Meyve zerzevat mevsiminde tüketilmeli
Dünya Doğayı Muhafaza Vakfı (WWF) tarafından yürütülen “Live Well Plate for Low Impact Food in Europe” (LIFE) projesi’ne nazaran; sürdürülebilir bir diyetin 6 temel prensibi bulunmaktadır.
- Sebze ve meyve tüketimini artırmak
- Besin çeşitliliğini sağlamak
- Et tüketimini makul düzeylere indirmek
- Gıda israfını önlemek
- Sertifikalı besin satın almak
- Şeker, şekerli içecekler, yağ, tuz ve tuz içeriği yüksek besinlerin tüketimini azaltmak
Meyve zerzevat tüketiminde her vakit mevsiminde olanları tercih etmek, mümkünse pazarlardan alışveriş yapmak ehemmiyet kazanmaktadır. Bu kapsamda ekolojik pazarlar takip edilebilir.

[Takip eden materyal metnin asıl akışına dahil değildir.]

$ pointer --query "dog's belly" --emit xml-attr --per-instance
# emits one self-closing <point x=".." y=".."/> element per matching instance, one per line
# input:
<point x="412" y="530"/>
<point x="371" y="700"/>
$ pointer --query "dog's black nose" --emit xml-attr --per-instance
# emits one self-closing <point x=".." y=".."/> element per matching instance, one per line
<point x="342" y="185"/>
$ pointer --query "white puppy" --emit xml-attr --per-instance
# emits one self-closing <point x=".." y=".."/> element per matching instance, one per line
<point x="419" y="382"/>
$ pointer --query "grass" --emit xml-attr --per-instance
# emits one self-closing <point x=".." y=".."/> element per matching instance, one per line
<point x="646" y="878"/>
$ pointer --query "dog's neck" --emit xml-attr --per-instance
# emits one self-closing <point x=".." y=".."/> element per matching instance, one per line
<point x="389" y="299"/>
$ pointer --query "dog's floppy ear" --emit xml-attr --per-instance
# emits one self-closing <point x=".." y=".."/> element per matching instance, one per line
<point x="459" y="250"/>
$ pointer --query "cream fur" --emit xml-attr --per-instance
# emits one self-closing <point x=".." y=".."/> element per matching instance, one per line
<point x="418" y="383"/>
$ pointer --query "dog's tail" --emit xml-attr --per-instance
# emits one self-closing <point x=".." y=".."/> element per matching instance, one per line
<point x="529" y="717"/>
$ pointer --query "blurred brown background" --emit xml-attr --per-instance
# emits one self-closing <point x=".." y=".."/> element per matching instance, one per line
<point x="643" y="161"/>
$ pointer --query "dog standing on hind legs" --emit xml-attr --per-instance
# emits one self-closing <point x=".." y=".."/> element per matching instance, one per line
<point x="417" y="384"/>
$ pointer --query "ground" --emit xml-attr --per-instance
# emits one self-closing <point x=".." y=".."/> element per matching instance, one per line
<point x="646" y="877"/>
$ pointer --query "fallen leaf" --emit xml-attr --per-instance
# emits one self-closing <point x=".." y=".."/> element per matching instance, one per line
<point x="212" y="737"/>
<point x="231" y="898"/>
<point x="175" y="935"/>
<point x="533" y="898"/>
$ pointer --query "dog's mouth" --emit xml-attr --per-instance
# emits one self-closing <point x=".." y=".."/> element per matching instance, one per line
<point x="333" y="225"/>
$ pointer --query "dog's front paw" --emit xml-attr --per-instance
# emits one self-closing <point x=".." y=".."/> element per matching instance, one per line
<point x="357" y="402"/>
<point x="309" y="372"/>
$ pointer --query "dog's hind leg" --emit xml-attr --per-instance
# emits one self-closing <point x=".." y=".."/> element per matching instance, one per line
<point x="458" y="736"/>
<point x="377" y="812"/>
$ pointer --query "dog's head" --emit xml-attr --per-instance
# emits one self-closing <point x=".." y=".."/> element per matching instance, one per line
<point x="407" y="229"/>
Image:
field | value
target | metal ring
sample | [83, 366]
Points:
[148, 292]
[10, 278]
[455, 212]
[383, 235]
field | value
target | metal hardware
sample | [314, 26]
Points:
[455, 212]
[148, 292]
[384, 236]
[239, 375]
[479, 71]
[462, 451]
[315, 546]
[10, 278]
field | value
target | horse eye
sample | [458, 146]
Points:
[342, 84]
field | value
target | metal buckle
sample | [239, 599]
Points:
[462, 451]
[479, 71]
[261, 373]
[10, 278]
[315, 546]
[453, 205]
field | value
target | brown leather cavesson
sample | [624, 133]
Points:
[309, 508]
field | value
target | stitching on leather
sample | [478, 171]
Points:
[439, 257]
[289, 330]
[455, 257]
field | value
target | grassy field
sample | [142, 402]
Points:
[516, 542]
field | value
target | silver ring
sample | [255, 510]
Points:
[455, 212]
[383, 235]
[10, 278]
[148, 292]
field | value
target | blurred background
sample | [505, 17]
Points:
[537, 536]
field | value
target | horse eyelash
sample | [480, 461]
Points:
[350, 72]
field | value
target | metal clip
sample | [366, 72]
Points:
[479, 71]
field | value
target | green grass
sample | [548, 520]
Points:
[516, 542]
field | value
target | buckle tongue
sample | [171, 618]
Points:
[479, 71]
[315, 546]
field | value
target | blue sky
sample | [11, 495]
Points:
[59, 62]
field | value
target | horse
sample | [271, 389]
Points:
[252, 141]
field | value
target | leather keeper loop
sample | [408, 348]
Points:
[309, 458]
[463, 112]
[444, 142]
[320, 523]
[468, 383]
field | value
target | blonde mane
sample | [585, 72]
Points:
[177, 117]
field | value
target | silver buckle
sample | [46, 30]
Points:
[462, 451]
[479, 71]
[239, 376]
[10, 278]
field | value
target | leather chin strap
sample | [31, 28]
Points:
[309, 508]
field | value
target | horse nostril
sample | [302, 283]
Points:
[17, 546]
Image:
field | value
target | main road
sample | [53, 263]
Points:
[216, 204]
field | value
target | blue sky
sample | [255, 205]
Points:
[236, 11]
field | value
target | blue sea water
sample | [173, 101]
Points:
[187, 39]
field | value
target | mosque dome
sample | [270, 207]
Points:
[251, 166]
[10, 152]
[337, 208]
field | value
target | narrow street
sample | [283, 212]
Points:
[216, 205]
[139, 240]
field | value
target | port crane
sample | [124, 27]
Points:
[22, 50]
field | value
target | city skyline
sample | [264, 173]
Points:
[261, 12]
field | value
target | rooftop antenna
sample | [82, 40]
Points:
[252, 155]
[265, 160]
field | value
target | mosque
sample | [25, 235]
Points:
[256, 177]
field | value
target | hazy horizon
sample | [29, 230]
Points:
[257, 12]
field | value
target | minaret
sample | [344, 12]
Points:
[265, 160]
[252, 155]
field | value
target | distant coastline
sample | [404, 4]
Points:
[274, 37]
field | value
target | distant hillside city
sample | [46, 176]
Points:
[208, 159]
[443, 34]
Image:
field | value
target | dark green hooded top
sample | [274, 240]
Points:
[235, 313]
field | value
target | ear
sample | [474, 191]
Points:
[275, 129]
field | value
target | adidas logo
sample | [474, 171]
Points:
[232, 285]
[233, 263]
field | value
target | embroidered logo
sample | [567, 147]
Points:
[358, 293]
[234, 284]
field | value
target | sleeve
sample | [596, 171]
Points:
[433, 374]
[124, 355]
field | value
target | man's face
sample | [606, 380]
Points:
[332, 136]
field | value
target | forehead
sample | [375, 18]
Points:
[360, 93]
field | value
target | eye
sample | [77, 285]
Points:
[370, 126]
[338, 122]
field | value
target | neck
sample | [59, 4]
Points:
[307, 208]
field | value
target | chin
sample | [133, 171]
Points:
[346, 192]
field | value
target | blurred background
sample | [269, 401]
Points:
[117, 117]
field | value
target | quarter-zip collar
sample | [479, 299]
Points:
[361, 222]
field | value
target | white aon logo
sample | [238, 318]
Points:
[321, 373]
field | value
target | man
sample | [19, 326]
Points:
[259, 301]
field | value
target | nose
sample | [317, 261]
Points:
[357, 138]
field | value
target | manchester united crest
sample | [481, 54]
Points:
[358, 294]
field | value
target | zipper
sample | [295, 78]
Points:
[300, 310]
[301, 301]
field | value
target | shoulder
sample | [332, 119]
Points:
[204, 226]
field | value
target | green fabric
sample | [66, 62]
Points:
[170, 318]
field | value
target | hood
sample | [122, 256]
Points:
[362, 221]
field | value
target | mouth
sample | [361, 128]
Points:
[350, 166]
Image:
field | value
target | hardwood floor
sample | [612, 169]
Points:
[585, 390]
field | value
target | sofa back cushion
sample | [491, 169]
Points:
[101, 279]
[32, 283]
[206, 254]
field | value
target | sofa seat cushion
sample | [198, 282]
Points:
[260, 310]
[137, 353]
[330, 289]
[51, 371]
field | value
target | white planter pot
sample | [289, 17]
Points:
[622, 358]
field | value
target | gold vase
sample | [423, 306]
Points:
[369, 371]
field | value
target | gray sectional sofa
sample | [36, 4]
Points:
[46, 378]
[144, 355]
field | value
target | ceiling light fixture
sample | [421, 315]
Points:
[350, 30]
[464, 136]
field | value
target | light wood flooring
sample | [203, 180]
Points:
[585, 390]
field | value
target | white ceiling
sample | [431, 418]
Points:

Her gün mor, kırmızı, turuncu, sarı, koyu yeşil, açık yeşil, beyaz olmak üzere 7 farklı renkte zerzevat ve meyve her gün tüketilmelidir. 6 yumruk zerzevat ve 2 yumruk kadar meyve günlük en az tüketim olmalıdır.
Günde 1-2 su bardağı yoğurt yahut kefir, haftada 1 sefer kırmızı et, haftada 1 sefer balık yahut haftada 1 kere tavuk ana yemek olarak tercih edilebilir. Öbür günlerde protein muhtaçlığı bezelye, barbunya, nohut, kuru fasulye yahut börülce üzere bitkisel proteinlerden gelebilir ve sebzeler de haftada en az 2 gün ana yemek olabilir.
Bu temel unsurlar uygulandığında karbon ayak izi düşürülmekte ve sürdürülebilir bir beslenme formuyla hem sıhhate hem de tabiata yararlı olunabilmektedir.